Çalışarak okuyan öğrenci hikayeleri çoktur ama Bekir Coşkun’un hikayesi bunun en renklilerinden. Ankara pavyonlarından geçerken Zeki Müren’e bile değen bir “talebe” hikayesi…

Çalışarak okuyan öğrenci hikayeleri çoktur ama Bekir Coşkun’un hikayesi bunun en renklilerinden. Ankara pavyonlarından geçerken Zeki Müren’e bile değen bir “talebe” hikayesi.

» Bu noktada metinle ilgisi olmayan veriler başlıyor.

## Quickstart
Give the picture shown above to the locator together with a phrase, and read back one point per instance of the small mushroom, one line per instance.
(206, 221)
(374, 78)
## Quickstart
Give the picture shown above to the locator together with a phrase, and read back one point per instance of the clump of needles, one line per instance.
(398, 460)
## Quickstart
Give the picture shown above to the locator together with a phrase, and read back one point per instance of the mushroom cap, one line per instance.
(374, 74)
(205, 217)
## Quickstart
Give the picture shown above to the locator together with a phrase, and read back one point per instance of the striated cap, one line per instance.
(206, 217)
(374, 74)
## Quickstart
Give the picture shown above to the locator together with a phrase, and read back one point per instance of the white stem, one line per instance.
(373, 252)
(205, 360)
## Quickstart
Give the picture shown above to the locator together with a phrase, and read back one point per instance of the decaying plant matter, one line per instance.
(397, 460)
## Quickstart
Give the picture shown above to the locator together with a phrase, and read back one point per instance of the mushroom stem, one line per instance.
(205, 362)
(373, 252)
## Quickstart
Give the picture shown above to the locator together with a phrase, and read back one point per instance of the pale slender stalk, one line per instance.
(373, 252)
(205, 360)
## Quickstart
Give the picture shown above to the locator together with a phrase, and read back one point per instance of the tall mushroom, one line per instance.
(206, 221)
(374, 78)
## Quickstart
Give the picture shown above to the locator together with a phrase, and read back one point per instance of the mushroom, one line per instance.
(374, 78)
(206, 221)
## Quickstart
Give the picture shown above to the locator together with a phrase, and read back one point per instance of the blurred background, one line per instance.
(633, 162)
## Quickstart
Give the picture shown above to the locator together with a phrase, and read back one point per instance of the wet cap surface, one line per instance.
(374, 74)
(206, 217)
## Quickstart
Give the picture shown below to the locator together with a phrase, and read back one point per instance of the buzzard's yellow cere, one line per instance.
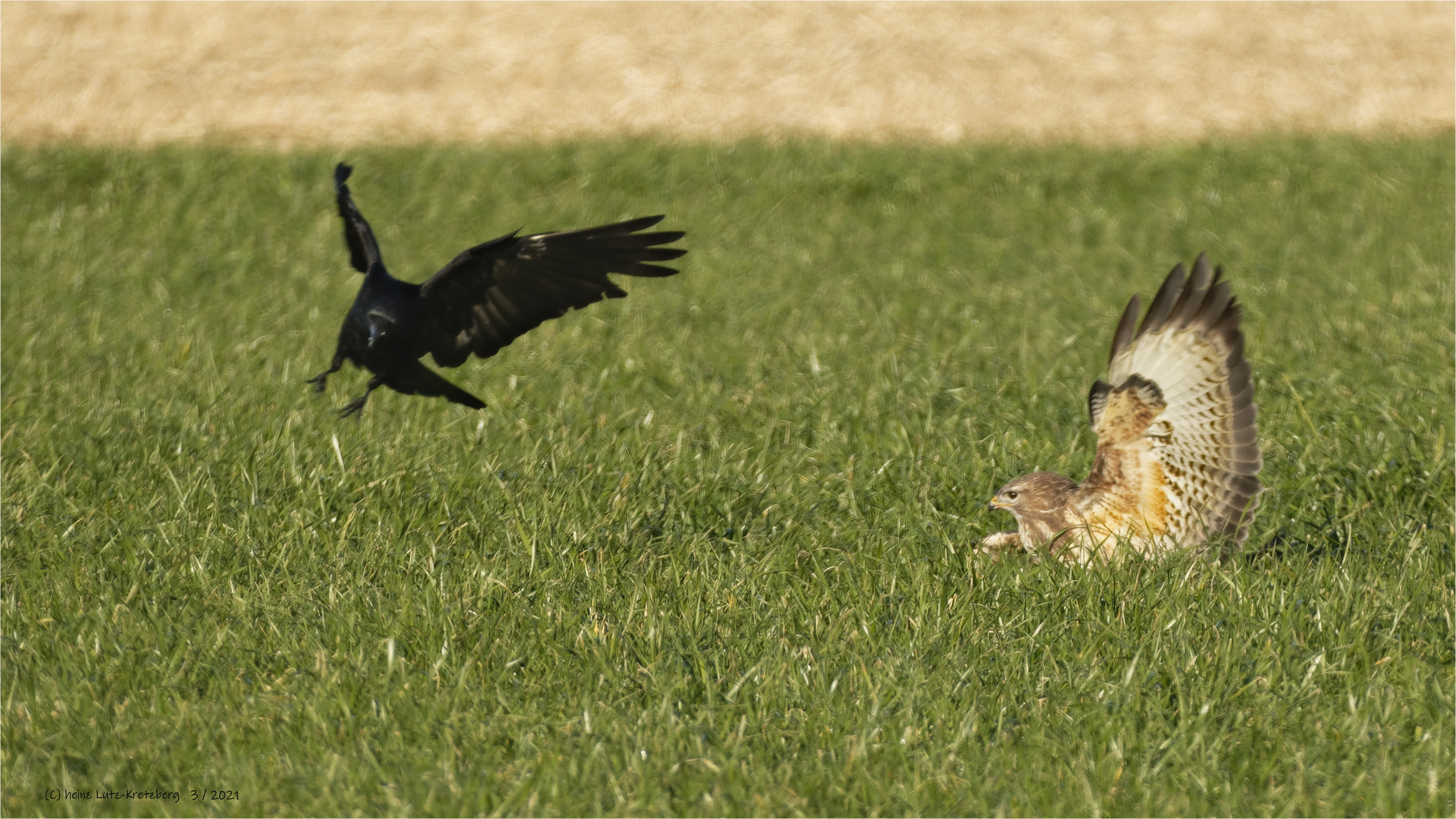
(1177, 439)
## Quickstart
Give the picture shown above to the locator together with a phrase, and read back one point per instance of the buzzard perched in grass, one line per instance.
(479, 302)
(1177, 442)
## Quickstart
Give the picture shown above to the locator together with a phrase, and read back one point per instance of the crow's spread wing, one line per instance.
(357, 235)
(490, 295)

İstanbul günlerinde kanun çalarken üniversite sınavını da ihmal etmeyen genç Bekir Coşkun, Ankara Hukuk Fakültesi’ni kazanır. Üniversiteyi kazanınca da Ankara günleri başlar. Memur babanın çocuğu Bekir, babasına yine yük olmak istemez, zaten aile de artık kalabalıktır.

“Babam tek başına bir devlet memuru. Oğlanlar ufak, kızlar büyüdüler. Onlar da okuyorlar, ben de okuyorum. Babam neyi var neyi yok bizi okutmak için harcıyor. Babamın yükünü hafifleteyim diye okurken de çalışmaya başladım. Üniversitede ne öğrendiysek babam bize dört katını öğretti. Öyle bir adamdı.”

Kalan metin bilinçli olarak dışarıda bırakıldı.